Dan dalam hadits yang diriwayatkan dari Aisyah radhiyallahu ‘anha, dijelaskan mengenai rincian 12 raka’at tersebut. Rasulullah shallallahu ‘alaihi wa sallam bersabda:

مَنْ ثَابَرَ عَلَى ثِنْتَيْ عَشْرَةَ رَكْعَةً مِنْ السُّنَّةِ بَنَى اللَّهُ لَهُ بَيْتًا فِي الْجَنَّةِ أَرْبَعِ رَكَعَاتٍ قَبْلَ الظُّهْرِ وَرَكْعَتَيْنِ بَعْدَهَا وَرَكْعَتَيْنِ بَعْدَ الْمَغْرِبِ وَرَكْعَتَيْنِ بَعْدَ الْعِشَاءِ وَرَكْعَتَيْنِ قَبْلَ الْفَجْرِ

“Barangsiapa menjaga dalam mengerjakan shalat sunnah dua belas rakaat, maka Allah akan membangunkan rumah untuknya di surga, yaitu empat rakaat sebelum zhuhur, dua rakaat setelah zhuhur, dua rakaat setelah maghrib, dua rakaat setelah isya` dan dua rakaat sebelum subuh.” (HR. At-Tirmizi no. 379 dan An-Nasai no. 1772)

Pada hadits di atas ada tambahan 2 raka’at pada shalat qabliyah zhuhur, sehingga jumlah qabliyah zhuhur adalah 4 raka’at. Hadits lain yang menjelaskan pula bahwa shalat ba’diyah zhuhur pun berjumlah 4 raka’at yang berarti ditambah 2 raka’at dari shalat rawatib yang statusnya sunnah muakkad. Mengenai hal ini adalah hadits dari Ummu Habibah radhiyallahu ‘anha, bahwasanya Rasulullah shallallahu ‘alaihi wa sallam bersabda:

مَنْ حَافَظَ عَلَى أَرْبَعِ رَكَعَاتٍ قَبْلَ الظُّهْرِ وَأَرْبَعٍ بَعْدَهَا حَرُمَ عَلَى النَّارِ

“Barangsiapa yang memelihara empat raka’at sebelum zhuhur dan empat raka’at setelah zhuhur maka dia haram masuk neraka.” (HR. Abu Dawud no. 1077)

Selain itu, terdapat pula riwayat yang menjelaskan bahwa Rasulullah shallallahu ‘alaihi wa sallam pernah melaksanakan shalat rawatib sebelum ashar sebanyak 4 raka’at.

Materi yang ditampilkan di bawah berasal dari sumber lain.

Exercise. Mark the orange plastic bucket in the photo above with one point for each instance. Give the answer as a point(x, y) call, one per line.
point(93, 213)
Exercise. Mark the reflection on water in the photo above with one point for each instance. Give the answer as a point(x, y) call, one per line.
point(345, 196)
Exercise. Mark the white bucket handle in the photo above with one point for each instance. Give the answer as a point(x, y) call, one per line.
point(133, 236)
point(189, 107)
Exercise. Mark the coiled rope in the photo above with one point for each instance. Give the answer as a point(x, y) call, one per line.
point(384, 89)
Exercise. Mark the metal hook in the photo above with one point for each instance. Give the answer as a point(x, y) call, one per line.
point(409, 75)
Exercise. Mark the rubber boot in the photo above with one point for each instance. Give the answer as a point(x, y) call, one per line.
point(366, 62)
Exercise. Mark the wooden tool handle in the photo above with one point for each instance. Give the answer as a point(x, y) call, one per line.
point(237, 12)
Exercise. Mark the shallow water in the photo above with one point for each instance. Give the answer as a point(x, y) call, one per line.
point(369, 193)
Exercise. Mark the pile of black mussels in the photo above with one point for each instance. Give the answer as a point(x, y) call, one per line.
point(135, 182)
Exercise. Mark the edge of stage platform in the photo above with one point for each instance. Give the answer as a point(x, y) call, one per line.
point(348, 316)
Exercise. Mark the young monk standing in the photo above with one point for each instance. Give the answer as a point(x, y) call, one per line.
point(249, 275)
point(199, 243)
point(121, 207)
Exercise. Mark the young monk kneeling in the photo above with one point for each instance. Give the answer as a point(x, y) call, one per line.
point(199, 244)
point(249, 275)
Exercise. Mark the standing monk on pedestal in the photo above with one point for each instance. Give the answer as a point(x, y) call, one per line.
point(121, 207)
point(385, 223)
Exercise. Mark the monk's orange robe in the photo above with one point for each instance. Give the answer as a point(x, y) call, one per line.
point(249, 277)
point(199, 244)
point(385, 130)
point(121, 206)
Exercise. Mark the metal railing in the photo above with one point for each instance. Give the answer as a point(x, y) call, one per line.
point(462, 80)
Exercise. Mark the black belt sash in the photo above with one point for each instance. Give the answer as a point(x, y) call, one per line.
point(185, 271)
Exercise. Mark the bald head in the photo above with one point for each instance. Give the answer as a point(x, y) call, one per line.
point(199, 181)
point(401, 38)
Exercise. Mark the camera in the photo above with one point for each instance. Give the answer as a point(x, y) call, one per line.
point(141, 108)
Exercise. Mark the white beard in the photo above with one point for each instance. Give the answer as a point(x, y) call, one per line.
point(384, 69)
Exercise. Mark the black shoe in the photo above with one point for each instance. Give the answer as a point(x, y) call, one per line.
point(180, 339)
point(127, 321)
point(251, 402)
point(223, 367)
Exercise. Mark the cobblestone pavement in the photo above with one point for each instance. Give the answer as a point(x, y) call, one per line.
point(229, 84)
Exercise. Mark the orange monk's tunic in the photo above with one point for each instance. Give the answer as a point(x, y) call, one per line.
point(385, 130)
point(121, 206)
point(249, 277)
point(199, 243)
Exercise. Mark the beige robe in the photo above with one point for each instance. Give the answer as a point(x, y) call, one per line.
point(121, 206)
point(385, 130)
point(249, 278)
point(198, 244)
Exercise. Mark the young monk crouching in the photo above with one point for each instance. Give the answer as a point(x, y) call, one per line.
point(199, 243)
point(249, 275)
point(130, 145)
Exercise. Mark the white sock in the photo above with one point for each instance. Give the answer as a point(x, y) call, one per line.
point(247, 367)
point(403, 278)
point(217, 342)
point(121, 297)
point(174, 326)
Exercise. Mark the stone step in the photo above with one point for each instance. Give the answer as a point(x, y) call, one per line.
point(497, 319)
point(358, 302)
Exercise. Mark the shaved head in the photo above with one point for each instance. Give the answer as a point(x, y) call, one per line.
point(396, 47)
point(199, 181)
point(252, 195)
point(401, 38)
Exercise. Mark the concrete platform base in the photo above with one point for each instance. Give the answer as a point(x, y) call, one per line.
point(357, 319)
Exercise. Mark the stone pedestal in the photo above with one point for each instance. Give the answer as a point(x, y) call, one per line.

Dalil yang dijadikan landasan dalam hal ini adalah hadits dari Ibnu Umar radhiyallahu ‘anhuma, dia berkata, Rasulullah shallallahu ‘alaihi wa sallam bersabda:

رَحِمَ اللَّهُ امْرَأً صَلَّى قَبْلَ الْعَصْرِ أَرْبَعًا

“Semoga Allah merahmati seseorang yang mengerjakan shalat (sunnah) empat raka’at sebelum Ashar.” (HR. Abu Daud no. 1271 dan At-Tirmizi no. 430)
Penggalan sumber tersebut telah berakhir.